I decided the following Saturday that I would give this little box mix a try and I am so glad that we did! Not only are the muffins super simple with only a few extra steps than the mixes we used to use but the mix is a vanilla base that I can change any way that I want by adding in different fruits and nuts. No more being stuck with blueberry muffins when what we really wanted was cranberry orange or banana nut. Another bonus in my book is that the box says it makes 12 but I can get 14-16 large muffins out of it. I was lucky to get 10 decent size, predetermined flavor muffins before. Most importantly, the taste of these muffins are exquisite! They are soft and airy with just a hint of vanilla no one would argue with you if you said that you had baked them from scratch. In fact, we have since taken these beautiful little box mixes with us on our family vacation and fed them to 10 other family members that could not tell they were gluten and dairy free and that raved about how delicious they were.
Since being introduced to the King Arthur Flour gluten-free mixes I have started to see them in Whole Foods and Super Target but you can also order them in bulk through our gluten-free Amazon store.
Gluten and Dairy Free Banana Nut Muffins
6 Tbsp. Smart Balance, melted
3 large eggs
3/4 cup vanilla flavored coconut or almond milk
1 1/2 fresh bananas, mashed
1/4 walnuts, chopped
cinnamon sugar for dusting the tops of the muffins
Preheat oven to 375 degrees and line muffin pan with paper muffin cups sprayed lightly with cooking spray.
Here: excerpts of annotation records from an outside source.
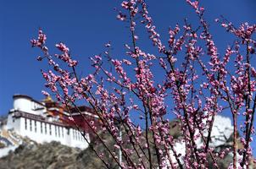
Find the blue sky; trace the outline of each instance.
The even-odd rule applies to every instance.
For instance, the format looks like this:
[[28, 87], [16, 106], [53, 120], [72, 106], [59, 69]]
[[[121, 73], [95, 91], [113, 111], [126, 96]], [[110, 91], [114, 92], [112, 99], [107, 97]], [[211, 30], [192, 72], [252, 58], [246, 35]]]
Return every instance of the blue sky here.
[[[12, 108], [14, 94], [43, 99], [41, 90], [44, 89], [44, 80], [40, 69], [47, 67], [36, 61], [41, 52], [30, 44], [30, 40], [36, 37], [39, 27], [47, 35], [50, 50], [59, 41], [68, 45], [84, 74], [88, 72], [88, 57], [102, 52], [108, 41], [112, 42], [114, 57], [122, 57], [123, 45], [129, 42], [130, 34], [125, 25], [115, 19], [114, 8], [120, 8], [120, 3], [0, 0], [0, 115]], [[233, 36], [217, 25], [214, 19], [223, 15], [237, 25], [245, 21], [255, 23], [255, 0], [204, 0], [202, 3], [220, 52]], [[148, 0], [147, 4], [164, 41], [169, 26], [183, 24], [184, 18], [197, 22], [194, 12], [185, 0]], [[145, 46], [145, 50], [150, 52], [153, 47]]]

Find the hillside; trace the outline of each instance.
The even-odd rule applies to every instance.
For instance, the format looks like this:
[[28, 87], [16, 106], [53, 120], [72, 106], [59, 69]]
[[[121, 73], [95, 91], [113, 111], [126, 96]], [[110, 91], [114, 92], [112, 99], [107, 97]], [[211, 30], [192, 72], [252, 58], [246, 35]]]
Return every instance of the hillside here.
[[[212, 146], [214, 147], [216, 151], [220, 151], [225, 148], [231, 147], [232, 144], [232, 133], [230, 132], [230, 128], [231, 128], [226, 118], [218, 118], [220, 123], [225, 123], [226, 126], [222, 125], [222, 128], [219, 128], [214, 127], [214, 135], [212, 136], [214, 143]], [[223, 120], [223, 122], [221, 122]], [[174, 128], [171, 130], [171, 134], [177, 139], [181, 139], [181, 134], [178, 125], [173, 125], [176, 122], [171, 122]], [[230, 133], [229, 133], [230, 132]], [[106, 144], [114, 150], [114, 141], [111, 137], [108, 134], [100, 134], [103, 138]], [[226, 136], [229, 136], [226, 138]], [[223, 139], [225, 138], [225, 139]], [[97, 150], [103, 152], [104, 147], [97, 144], [97, 141], [92, 140], [92, 144], [95, 147]], [[177, 142], [176, 145], [181, 144], [181, 143]], [[241, 144], [239, 145], [241, 146]], [[1, 148], [0, 148], [1, 150]], [[182, 149], [179, 150], [182, 154]], [[103, 150], [104, 151], [104, 150]], [[1, 151], [0, 151], [1, 152]], [[105, 151], [105, 154], [108, 154]], [[134, 160], [137, 160], [135, 155], [131, 156]], [[110, 156], [104, 157], [108, 163], [110, 165], [110, 168], [118, 168], [114, 165], [114, 161]], [[154, 157], [155, 160], [155, 157]], [[228, 167], [229, 164], [232, 161], [232, 154], [227, 154], [223, 160], [218, 159], [218, 164], [220, 169], [225, 169]], [[213, 164], [211, 164], [210, 158], [209, 158], [210, 165], [209, 168], [213, 168]], [[43, 144], [36, 144], [31, 142], [25, 139], [23, 144], [20, 144], [14, 151], [9, 153], [7, 156], [0, 159], [0, 169], [34, 169], [34, 168], [47, 168], [47, 169], [99, 169], [104, 168], [103, 164], [96, 156], [94, 152], [91, 149], [86, 149], [81, 150], [80, 149], [70, 148], [60, 144], [58, 142], [45, 143]], [[256, 168], [256, 166], [251, 166], [251, 168]]]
Stir together the melted Smart Balance, eggs and the baking mix. Using an electric mixer , beat in the coconut milk 1/4 cup at a time , scraping the bottom and sides of the bowl after each addition. Continmue beating at medium speed until the batter thickens, about 1 minute. Stir in the mashed bananas and walnuts.
Fill the muffin cups until they are almost full and sprinkle with cinnamon sugar,
Bake for 18-22 minutes, until a cake tester inserted in the middle of one of the center muffins comes out clean.
Remove from the oven, and after 5 minutes transfer muffins to a rack to cool.
Yields: 14-16 muffins depending on size.